Background: Diagnosis and management of childhood urinary tract infections (UTI) is challenging in general practice, because of a range of factors. Aim: To explore general practitioners’ perspectives concerning the barriers and facilitators for diagnosis and management of childhood UTI. Design and setting: Qualitative study in general practice, Belgium. Method: Semi-structured interviews with 23 general practitioners from January 2021 to June 2021. Interviews were video- and audio recorded, transcribed verbatim and analyzed using a thematic approach. Results: The barriers for early diagnosis of UTI were the assumption of low UTI prevalence and aspecific presentation of UTI in children, difficulties in urine collection, and diagnostic uncertainty.

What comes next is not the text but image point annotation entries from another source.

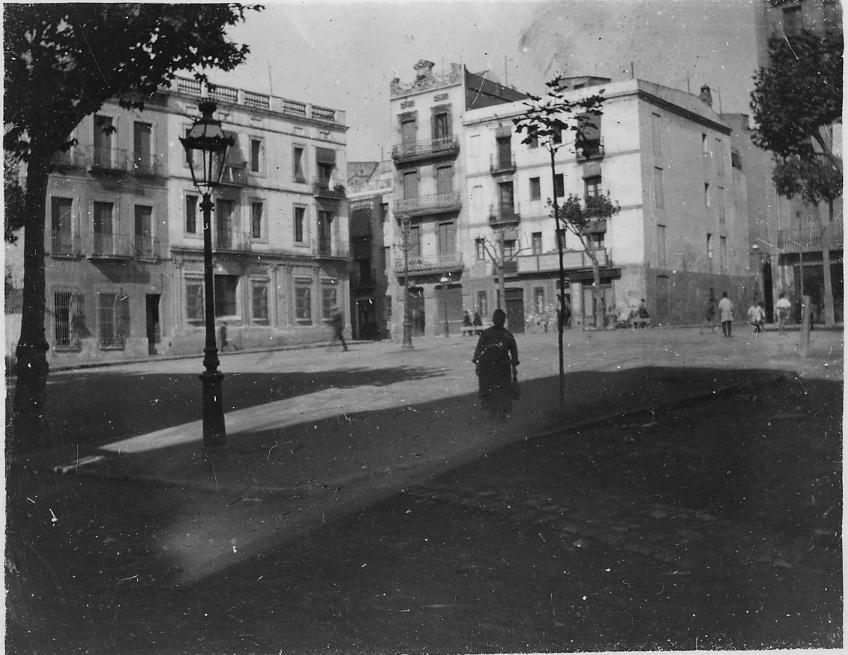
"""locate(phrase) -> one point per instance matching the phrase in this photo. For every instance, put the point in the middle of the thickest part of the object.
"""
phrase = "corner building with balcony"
(429, 192)
(124, 238)
(664, 155)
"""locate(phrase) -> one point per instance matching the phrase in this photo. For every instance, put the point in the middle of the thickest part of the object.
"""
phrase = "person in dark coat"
(496, 357)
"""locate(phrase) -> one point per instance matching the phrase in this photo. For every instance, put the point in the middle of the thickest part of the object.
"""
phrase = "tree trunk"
(829, 314)
(28, 421)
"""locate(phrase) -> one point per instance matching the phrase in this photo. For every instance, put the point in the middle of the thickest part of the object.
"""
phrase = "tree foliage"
(799, 94)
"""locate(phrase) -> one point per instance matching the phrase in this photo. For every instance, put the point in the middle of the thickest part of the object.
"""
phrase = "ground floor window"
(226, 287)
(113, 319)
(194, 299)
(67, 318)
(329, 297)
(259, 301)
(303, 301)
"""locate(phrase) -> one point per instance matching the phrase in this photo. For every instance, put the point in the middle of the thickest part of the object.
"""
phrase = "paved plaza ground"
(688, 494)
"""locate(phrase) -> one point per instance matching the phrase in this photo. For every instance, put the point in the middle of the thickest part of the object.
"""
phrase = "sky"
(344, 54)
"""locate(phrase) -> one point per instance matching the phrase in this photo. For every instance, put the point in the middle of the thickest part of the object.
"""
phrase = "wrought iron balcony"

All GPs indicated they sampled urine in either children with specific UTI features (dysuria, abdominal pain), or unexplained fever. Facilitators for UTI screening were instructional material for parents, skill training for GPs, additional nursing staff, novel noninvasive convenient collection methods, online decision support informing parents when to bring a urine sample to the consultation and an accurate easy-to-use point-of-care test for UTI. Empirical antibiotic treatment was initiated based on dipstick test results, clinical features suggestive of UTI, severity of illness, gut feeling, long duration of fever, time of the day and parents’ ability to judge disease severity. Conclusion: The assumption of a low UTI prevalence, absence of obvious UTI features and difficult urine sampling might cause childhood UTIs to go undetected in general practice. Diagnostic uncertainty makes appropriate treatment challenging.